Abstract
Firefly algorithm (FA) combined with partial least squares (PLS) are developed for near infrared (NIR) spectral interval selection and quantitative analysis of complex samples. The method firstly segments the near-infrared spectra into a number of intervals. Vectors with 1 and 0, which represent the interval selected or not, are used as the inputs of the FA. The RMSEP value predicted by PLS model is used as the fitness function of the FA. The number of spectral intervals, the population number, environmental absorbance and the constant of FA are optimized. With the optimal parameters, FA-PLS model is established and applied to predict protein, hemoglobin and cetane number in wheat, blood and diesel fuel samples, respectively. The results show that FA-PLS can significantly improve the prediction accuracy compared with full-spectrum PLS model.
Access provided by Autonomous University of Puebla. Download conference paper PDF
Similar content being viewed by others
Keywords
- Variable selection
- Firefly algorithm
- Multivariate calibration
- Partial least squares
- Near infrared spectroscopy
1 Introduction
Analysis of complex samples is a challenging task in analytical chemistry and industries [1, 2]. In addition, traditional separation methods are difficult and time-consuming. Therefore, it is necessary to find an appropriate method to analyze complex samples. Spectral analysis provides a simple method for the analysis of complex samples due to its advantages of simplicity, rapidity and non-destructiveness [3,4,5]. It is widely used in agricultural commodities [6], medical [7, 8], food [9] and tobacco [10], etc. Nevertheless, the spectral peaks are overlapping severely in complex samples, which can reduce the prediction performance. Thus, multivariate calibration is required in the quantitative analysis of complex samples.
The commonly used multivariate calibration methods include multiple linear regression (MLR) [11], principal component regression (PCR) [12], partial least squares (PLS) [13, 14], artificial neural network (ANN) [15] and extreme learning machine (ELM) [16], etc. Among these multivariate calibration methods, PLS is the most popular technique in multivariate calibration. However, with the development of modern analytical instruments, spectra data contain an enormous number of wavelength. In some cases, some wavelength consist of irrelevant information. These irrelevant wavelength usually degrade the prediction performance of model. Therefore, wavelength selection is required before multivariate calibration.

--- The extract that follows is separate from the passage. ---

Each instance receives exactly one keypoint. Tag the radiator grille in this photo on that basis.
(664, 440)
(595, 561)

At present, many wavelength selection methods have been developed. They mainly includes individual wavelengths and spectral interval selection based on single index [17], statistics [18, 19] and swarm intelligence optimization algorithms [20, 21]. Among these methods, the swarm intelligence optimization algorithm has attracted increasing attention, especially the genetic algorithm (GA) [22, 23]. GA is inspired by natural evolution, which simulates the phenomena of crossover and mutation that occur in natural selection. This process is repeated continuously and finally obtains the optimal individual in population. However, this method has some disadvantages such as slow convergence speed and easily trapping into local optimum. Therefore, a series of new swarm intelligence optimization algorithms have been proposed.
Inspired by the flashing behavior of fireflies, Yang [24] proposed the firefly algorithm (FA). In FA, the less bright fireflies can follow the brightest firefly by attraction. The group of fireflies can gradually close to the area where the brightest firefly is located. Furthermore, the brightest individual firefly is considered as the optimal solution. The position iteration is realized by this process. Although FA has been widely used in other fields, relative few research about FA are carried out in spectral analysis fields [25, 26].
In this study, the feasibility of near infrared (NIR) spectral interval selection by FA is discussed for multivariate calibration of complex samples. The number of spectral intervals is determined firstly. Then the population number, environmental absorbance and constant of FA are optimized, respectively. With the optimal parameters, FA is used for interval selection and then PLS model is established. Compared with the full-spectrum PLS model, FA-PLS has lower root mean square error of prediction (RMSEP) and higher correlation coefficient (R) for predicting samples in prediction set.
2 Theory and Algorithm
As a swarm intelligence algorithm, FA has advantages of fast convergence speed and strong global optimization ability. The realization of this algorithm is based on the following three assumptions (i) all fireflies are unisex (ii) the brighter fireflies are more attractive than the other fireflies, i.e., attractiveness is proportional to the brightness. The attractiveness and brightness can decrease with the increasing of distance, the brightest firefly can move randomly (iii) the brightness of fireflies depends on objective function. Ii is the brightness of firefly i, \(\vec{x}_{i}\) is the current location of firefly i. The equation of firefly brightness Ii at current location is as follows.
where the brightness of firefly is equal to the value of objective function. Fireflies are attracted to fireflies that are brighter than themselves. The equation of relative brightness between two fireflies is as follows.
where Iij is the light intensity. γ is the environmental absorbance. rij is the distance between firefly i and firefly j. The distance formula of the standard FA is as follows.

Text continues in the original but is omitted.